The fable of the tortoise and the hare comes to us from Aesop, a fourth-century B.C Greek. In that rich Mediterranean ambit, it was common to instruct adults with fictitious stories to teach the value of things like perseverance. Israel’s Scriptures used such techniques centuries before, and all could recognize parables. Good Jew that he was, Jesus used this method when he told parables to adult audiences, faithful to the ways the Hebrew Scriptures’ authors frequently had used. What better source could he have had?
We know that Jesus used parables, devised stories with a moral, based not on historical characters but on the teaching of a moral. None of us thinks there was a real good Samaritan, with a name and an address. None thinks that the prodigal son or father were his neighbors. They were fictitious. They never lived. And no one is scandalized at saying so.
Why then are we disturbed when we hear that the first 11 chapters of Genesis are not historical narrative but parable? These chapters include the accounts of Adam and Eve, Cain and Abel, Noah and the ark and the tower of Babel. To learn that these are not historical people and artifacts comes as a lightning bolt to many otherwise learned Catholics and others. By a literal reading of these initial 11 chapters, many arrive at the conclusion that these characters are as historically real as were Jesus, David and Moses.
But the authors of those 11 chapters never intended us readers to read these passages literally. Neither did Aesop.

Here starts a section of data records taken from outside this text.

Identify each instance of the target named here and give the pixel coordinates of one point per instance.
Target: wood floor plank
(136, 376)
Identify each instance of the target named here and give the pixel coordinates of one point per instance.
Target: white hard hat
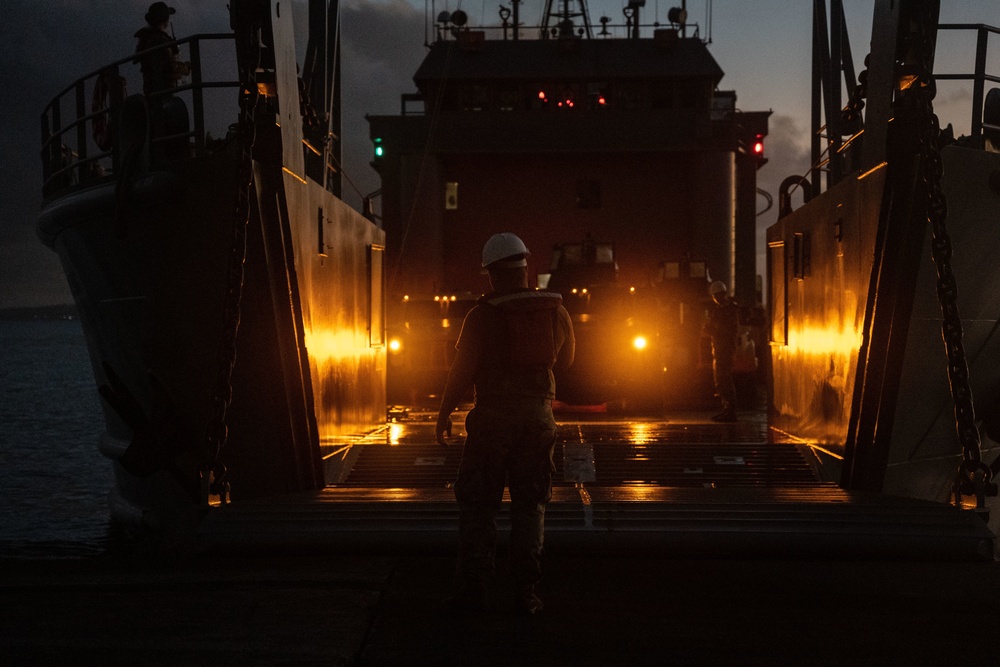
(505, 246)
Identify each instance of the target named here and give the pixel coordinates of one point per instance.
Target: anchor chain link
(974, 477)
(246, 24)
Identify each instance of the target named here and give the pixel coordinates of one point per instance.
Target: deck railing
(71, 157)
(979, 76)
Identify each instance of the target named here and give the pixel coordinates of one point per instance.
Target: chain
(851, 113)
(245, 20)
(974, 477)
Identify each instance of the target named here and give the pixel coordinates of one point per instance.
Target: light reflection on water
(54, 483)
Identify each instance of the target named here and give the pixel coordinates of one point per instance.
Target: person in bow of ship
(160, 69)
(509, 344)
(722, 327)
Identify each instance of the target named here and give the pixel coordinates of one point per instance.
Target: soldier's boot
(527, 601)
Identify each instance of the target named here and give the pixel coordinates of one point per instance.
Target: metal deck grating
(623, 453)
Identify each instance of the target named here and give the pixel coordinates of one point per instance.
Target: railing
(605, 30)
(70, 154)
(979, 77)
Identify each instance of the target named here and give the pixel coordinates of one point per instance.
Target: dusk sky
(763, 46)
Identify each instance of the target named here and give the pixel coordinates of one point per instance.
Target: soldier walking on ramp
(509, 344)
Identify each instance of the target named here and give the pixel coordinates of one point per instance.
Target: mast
(564, 19)
(322, 87)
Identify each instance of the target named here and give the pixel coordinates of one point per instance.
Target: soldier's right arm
(565, 340)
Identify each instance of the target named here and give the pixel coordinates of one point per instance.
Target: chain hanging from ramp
(245, 19)
(974, 477)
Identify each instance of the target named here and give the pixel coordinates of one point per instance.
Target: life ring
(109, 91)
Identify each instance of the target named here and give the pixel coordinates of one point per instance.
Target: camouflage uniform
(511, 430)
(723, 327)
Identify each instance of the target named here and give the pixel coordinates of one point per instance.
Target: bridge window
(588, 193)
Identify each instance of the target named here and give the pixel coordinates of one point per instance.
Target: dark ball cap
(159, 12)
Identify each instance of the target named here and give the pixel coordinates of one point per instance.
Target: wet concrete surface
(386, 609)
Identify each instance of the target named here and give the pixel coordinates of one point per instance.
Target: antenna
(564, 19)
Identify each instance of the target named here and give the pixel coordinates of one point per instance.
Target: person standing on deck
(160, 69)
(509, 344)
(722, 327)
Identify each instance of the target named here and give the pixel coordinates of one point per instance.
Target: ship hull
(820, 260)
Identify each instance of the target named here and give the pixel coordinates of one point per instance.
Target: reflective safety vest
(520, 346)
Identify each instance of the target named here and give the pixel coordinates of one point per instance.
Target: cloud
(45, 46)
(788, 153)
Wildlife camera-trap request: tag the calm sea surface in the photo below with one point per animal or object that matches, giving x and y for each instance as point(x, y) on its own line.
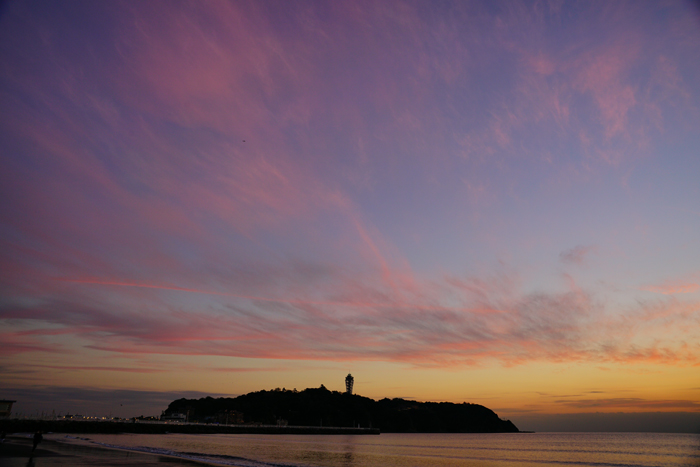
point(423, 450)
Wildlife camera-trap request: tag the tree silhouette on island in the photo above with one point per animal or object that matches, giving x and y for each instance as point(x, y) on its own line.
point(321, 407)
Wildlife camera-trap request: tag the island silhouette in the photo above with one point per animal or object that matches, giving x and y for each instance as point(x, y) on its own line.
point(320, 407)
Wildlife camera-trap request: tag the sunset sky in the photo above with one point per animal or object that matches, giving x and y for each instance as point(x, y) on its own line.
point(491, 202)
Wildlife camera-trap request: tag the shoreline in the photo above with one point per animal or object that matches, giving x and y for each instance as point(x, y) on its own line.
point(16, 452)
point(109, 427)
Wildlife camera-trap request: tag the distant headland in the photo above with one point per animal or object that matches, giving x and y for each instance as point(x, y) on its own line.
point(283, 411)
point(320, 407)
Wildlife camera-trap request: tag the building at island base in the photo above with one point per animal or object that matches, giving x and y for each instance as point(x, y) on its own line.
point(173, 417)
point(6, 408)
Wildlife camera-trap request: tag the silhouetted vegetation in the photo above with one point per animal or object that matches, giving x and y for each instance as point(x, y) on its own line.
point(321, 407)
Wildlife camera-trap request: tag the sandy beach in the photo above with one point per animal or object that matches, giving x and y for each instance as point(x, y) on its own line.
point(16, 452)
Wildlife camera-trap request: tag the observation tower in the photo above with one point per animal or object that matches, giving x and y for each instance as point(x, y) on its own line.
point(349, 381)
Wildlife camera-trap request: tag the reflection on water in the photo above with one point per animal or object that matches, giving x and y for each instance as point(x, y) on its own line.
point(427, 450)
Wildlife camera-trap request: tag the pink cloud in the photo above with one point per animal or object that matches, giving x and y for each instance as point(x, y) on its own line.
point(672, 287)
point(576, 255)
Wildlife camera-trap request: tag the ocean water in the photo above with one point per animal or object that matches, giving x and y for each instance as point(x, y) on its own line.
point(421, 450)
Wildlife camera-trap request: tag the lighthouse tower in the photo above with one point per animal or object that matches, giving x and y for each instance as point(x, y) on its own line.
point(349, 381)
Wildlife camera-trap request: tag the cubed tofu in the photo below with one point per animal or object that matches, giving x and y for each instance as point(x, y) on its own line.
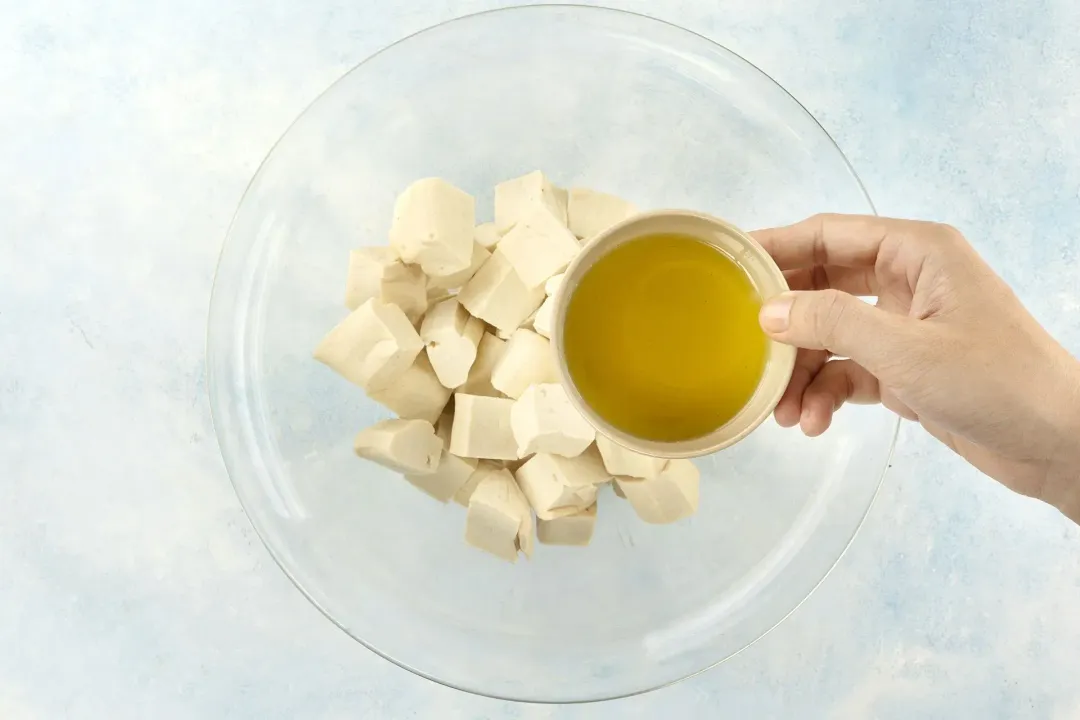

What the Hebrew authors intended was that we would see the moral of their account: only the God of Israel created the world and humanity as its crown, that we humans introduced evil into the world God had made as good, that evil spread with breathtaking force and effect, and that humanity in its pride thought it could rival God with an ambitious construction job.
By reading an allegory as an historical narrative, contrary to its author’s intent, we with all our sophistication and technology embarrass ourselves by ascribing an historical reality to characters in a parable. Wouldn’t we feel foolish if we did the same with Aesop’s fables?
This unauthorized literalism has caused us to scoff at the various theories of evolution of human life from other life forms. We feel that Darwin assaulted our faith since he claimed that the world took several billion years to develop. It certainly did not take six days of 24 hours, as the Genesis text states, even though well meaning apologists have suggested that a Genesis day might have been several million years. Go back to the text and see that a day of our length of time was clearly intended, with God resting from his labor at the end of the week of six 24 hour days.
Pope John Paul II panicked many of these Catholics when he said we could subscribe to any of the several theories of human evolution as long as we attribute to God the credit for having started the process. So much ink and so much adrenalin have been wasted as well-intentioned but erroneous believers felt the need to attack Darwinian evolution, badgering public — and Catholic — school boards, thinking that they were rescuing true religion from godless scientists. It should occur to people that Catholic universities, dedicated to the pursuit of the truth, whether the scientific or the theological kind, have no problem teaching in one faculty the likelihood of evolution and in another the fact of God creating.
There is no conflict. One faculty tells us how the world came about. The other tells us that God made it. It is no flaw of science that it is, by its own inner criteria, barred from speaking about things it cannot observe, since the scientific method requires observation, explanation and formation of scientific law. It cannot observe God directly. Thus it cannot be expected to formulate theological affirmations.
Oddly enough, over-literalism has been an error against the biblical science of hermeneutics. This science deals meticulously with the correct interpretation of biblical texts. By ignoring the particular function of figures of speech, and by ascribing historicity to allegories and parables, we have misread our own texts — and impugned scientists for their own responsible findings. The correct reading of any text at all demands that the reader respect the intent of the text’s author. If someone opposes human evolution, let it be on scientific grounds since it cannot be opposed with any help from Genesis.